Our results suggest that the F at position 50 in the HPV-16 L1 sequence forms part of the neutralization epitopes recognized by both the E70 and V5 MAbs. Currently, no other HPV neutralization sites have been mapped to this N-terminus region of the L1 protein. However, an alternate interpretation of the results is that amino acid 50 lies outside the E70 and V5 binding sites and that substitutions at this amino acid position disrupt the epitopes indirectly. An alignment of mammalian PV L1 amino acid sequences revealed that most L1 proteins contain an aromatic amino acid, either F or Y, at approximately the same position, suggesting that this residue may be part of a common structural motif. However, if substitutions at position 50 in HPV-16 L1 induce structural changes in the protein, these would have to be subtle, because GU-2 L1 still assembled into VLPs which were bound by the structure-specific U4 antibody. In addition, gross analysis of the GU-2 VLPs revealed no obvious size or structural differences relative to 114K VLPs.

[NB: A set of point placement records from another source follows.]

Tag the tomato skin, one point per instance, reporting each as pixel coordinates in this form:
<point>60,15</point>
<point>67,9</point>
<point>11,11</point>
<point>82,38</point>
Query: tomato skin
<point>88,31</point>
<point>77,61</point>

The integrity of the E70 epitope was compromised in HPV-16 L1 proteins containing a T at amino acid position 266. Approximately 20% of the HPV-16 sequence variants reported to date contain an L1 protein with a T at this amino acid position (9), suggesting these HPV-16 variants lack an intact E70 epitope. However, we have demonstrated that VLPs composed of HPV-16 L1 proteins in which the E70 epitope is disrupted were still capable of eliciting high-titer HPV-16 neutralizing antibody responses. In contrast, GU-2 VLPs, which lacked both the V5 and E70 epitopes, were poorly immunogenic and induced little to no neutralizing activity. GU-2 L1 mutants in which the V5 epitope was restored elicited potent HPV-16-neutralizing responses. These results demonstrate that the V5 epitope is most critical for the induction of HPV-16-neutralizing antibody responses in animals and that, in the absence of the V5 epitope, few additional potent neutralization sites are present on the HPV-16 L1 VLP.

The V5 epitope was previously shown to be predominantly recognized by antibodies in serum samples from people infected with HPV-16 (24). Whether this epitope is also immunodominant in people immunized with an HPV-16 VLP-based vaccine awaits the results of future clinical studies.